The health of the labor market is a key signal for the broader economy, and changes in hiring trends can ripple through financial markets.
Here are the latest key points:
- Total nonfarm payrolls fell by 92,000 in February 2026, the worst reading since last October, with average monthly job gains over the past year coming in at just about 19,000. Payroll numbers for the past two months were also revised down by 69,000 jobs, a significant amount. This is continued evidence that the labor market has slowed considerably.
- The unemployment rate rose only slightly to 4.4% from 4.3%. However, the number of unemployed people (7.6 million) rose above the number of job openings (6.5 million) a few months ago, representing a meaningful shift in labor market dynamics. For several years, there were many more jobs than unemployed individuals.

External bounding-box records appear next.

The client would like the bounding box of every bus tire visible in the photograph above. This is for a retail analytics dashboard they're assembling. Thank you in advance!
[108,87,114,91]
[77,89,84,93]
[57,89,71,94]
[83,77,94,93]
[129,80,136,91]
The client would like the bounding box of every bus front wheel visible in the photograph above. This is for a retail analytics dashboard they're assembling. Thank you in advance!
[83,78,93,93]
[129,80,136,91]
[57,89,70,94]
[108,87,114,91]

- There are some positive signs in the jobs report as well. Perhaps the most important is that the average wage across the economy rose 0.4% in February and is up 3.8% over the past year. This is faster than inflation, which is a positive for workers and consumer spending.
- The Federal Reserve responded to labor market weakness by cutting interest rates three times in late 2025, bringing the target range to 3.5% to 3.75%. This has historically been positive for both stocks and bonds. The Fed must now weigh a weakening job market against the potential for inflationary pressures due to higher oil prices.

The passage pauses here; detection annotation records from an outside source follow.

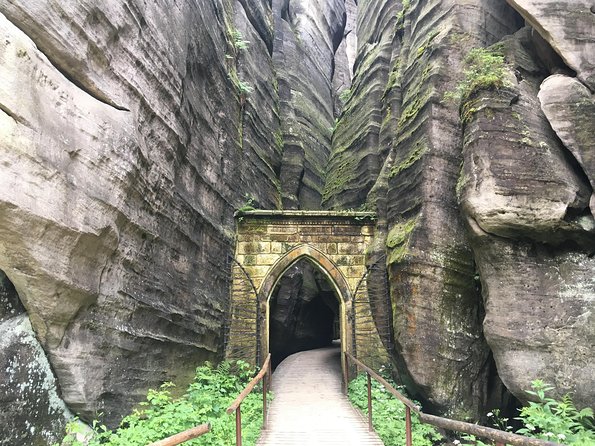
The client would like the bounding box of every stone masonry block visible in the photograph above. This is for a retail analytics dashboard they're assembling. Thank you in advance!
[256,254,280,266]
[298,225,333,234]
[337,242,366,255]
[237,242,271,254]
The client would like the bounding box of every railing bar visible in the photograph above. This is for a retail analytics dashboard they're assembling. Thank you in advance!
[148,423,211,446]
[405,406,413,446]
[227,353,271,413]
[366,373,372,432]
[345,352,421,414]
[262,369,268,430]
[419,412,561,446]
[345,352,562,446]
[236,404,242,446]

- Other economic signs have shown improvement. Corporate earnings have remained strong, with S&P 500 trailing 12-month earnings growth at 13.2%, well above the long-term average of 7.7%. Recent manufacturing and services data have shown improvement, and other jobs cut data have fallen to more typical levels.

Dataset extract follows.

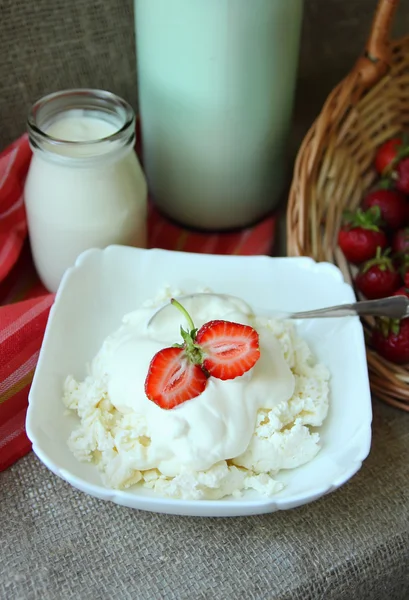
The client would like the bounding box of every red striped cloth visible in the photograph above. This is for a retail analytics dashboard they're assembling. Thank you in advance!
[0,135,275,471]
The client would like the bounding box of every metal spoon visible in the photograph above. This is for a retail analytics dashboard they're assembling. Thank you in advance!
[148,292,409,327]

The included chart shows the trend in nonfarm payrolls over time. While it shows that job gains have plateaued recently, it also emphasizes how strong the job market has been over the past several years.
While short-term labor market data can create market noise, the most successful investors tend to stay disciplined and focused on long-term fundamentals like earnings growth and interest rate trends rather than reacting to any single economic report.